Councillor Muten said: “It was agreed with the residents and councillors that some sort of barrier would be better than none.
“I am pleased to report that officers have instructed independent road safety auditors to carry out a full site survey and report their findings.”
Any recommended work would be carried out as part of existing budgets and programmes but Councillor Muten said that he had recommended prompt action to reduce the hazards in the area.
A “robust cage barrier” was placed on the west side of Upper Abbey Road, almost certainly by East Sussex County Council, which was the highways authority for the area before 1997.
In July, the Upper Abbey Road barrier was removed and Brighton and Hove City Council put dropped kerbs in on both sides of the road.

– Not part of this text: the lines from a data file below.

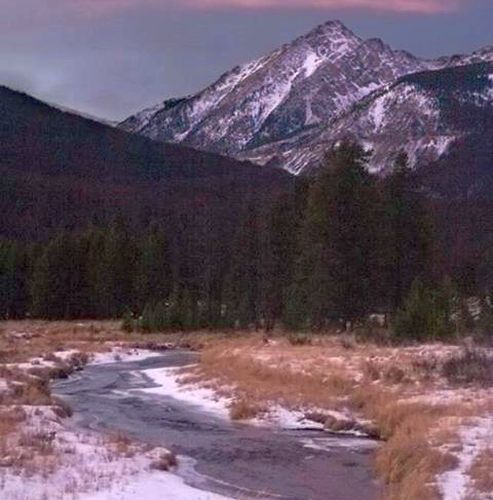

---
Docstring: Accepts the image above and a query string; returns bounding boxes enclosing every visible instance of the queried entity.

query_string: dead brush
[106,432,136,458]
[442,348,493,387]
[18,431,56,456]
[151,451,178,472]
[470,448,493,493]
[15,378,51,406]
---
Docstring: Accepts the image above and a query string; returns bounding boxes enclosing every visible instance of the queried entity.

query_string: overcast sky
[0,0,493,120]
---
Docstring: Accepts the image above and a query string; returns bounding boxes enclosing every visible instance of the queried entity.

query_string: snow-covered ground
[438,418,493,500]
[0,347,233,500]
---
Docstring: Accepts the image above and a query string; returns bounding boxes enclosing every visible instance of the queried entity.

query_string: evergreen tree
[0,241,29,318]
[261,196,298,330]
[135,224,173,310]
[225,204,260,328]
[298,142,378,328]
[379,152,432,311]
[32,233,88,319]
[393,279,457,341]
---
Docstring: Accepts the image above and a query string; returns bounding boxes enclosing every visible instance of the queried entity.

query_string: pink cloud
[184,0,459,13]
[63,0,464,15]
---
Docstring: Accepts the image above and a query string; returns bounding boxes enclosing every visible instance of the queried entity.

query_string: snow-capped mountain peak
[121,21,493,180]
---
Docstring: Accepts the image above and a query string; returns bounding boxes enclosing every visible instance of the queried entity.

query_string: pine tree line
[0,142,490,335]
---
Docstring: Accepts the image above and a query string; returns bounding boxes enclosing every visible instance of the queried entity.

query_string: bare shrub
[442,348,493,387]
[288,333,312,345]
[471,448,493,493]
[151,451,178,472]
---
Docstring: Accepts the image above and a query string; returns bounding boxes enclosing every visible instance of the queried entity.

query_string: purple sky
[0,0,493,119]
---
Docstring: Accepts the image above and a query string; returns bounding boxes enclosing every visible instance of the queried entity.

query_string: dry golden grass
[0,321,493,500]
[175,335,493,500]
[470,447,493,494]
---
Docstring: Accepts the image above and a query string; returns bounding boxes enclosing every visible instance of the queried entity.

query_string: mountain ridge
[120,21,493,180]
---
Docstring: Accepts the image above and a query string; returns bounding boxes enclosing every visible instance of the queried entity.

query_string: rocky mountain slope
[262,62,493,194]
[121,21,493,180]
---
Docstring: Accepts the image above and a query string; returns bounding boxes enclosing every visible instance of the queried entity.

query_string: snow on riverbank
[438,418,493,500]
[139,365,364,436]
[90,347,163,365]
[140,368,231,418]
[79,472,227,500]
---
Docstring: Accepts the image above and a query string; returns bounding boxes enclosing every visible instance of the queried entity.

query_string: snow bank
[438,418,493,500]
[139,368,231,418]
[90,347,162,365]
[79,472,227,500]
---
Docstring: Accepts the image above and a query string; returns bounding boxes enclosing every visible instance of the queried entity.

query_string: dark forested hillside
[0,87,290,240]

Upper Abbey Road resident Peter Moore told councillors in October that on Monday 21 August, a stolen car crashed into his house where the former barrier would previously have prevented this.
A second car crashed into the same house on Monday 28 August and, in September, a parked van rolled down Whitehawk Hill Road after the handbrake failed. It crashed into a resident’s car.
Mr Moore said that he felt unsafe in his home and that the repairs to his property were expected to cost £4,000.
Cllr Muten’s response seems insipid, to say the least, and let’s hope there are no more damaging incidents here while the council drags its feet. If a robust barrier placed in 1997 served its purpose for 25 years, why the need for expensive site surveys? Just replace the barrier – it’s surely not that difficult?
Prevailing wisdom on barriers has changed over the years, but also there’s the matter that anything they put in becomes a means to sue the council if there’s another crash.
Some drivers dont deserve the freedom they have, stealing cars an crashing em!
Those barriers aren’t stopping a car.
I don’t live there but it looks like the issue is the road. It’s too much of a fork instead of a T junction so someone coming down Whitehawk Hill Rd has a more or less straight line onto Upper Abbey Rd instead of being forced to stop.
Barriers like this aren’t really to stop, they are to redirect. That’s a very big difference because it can change a fatality into a major trauma.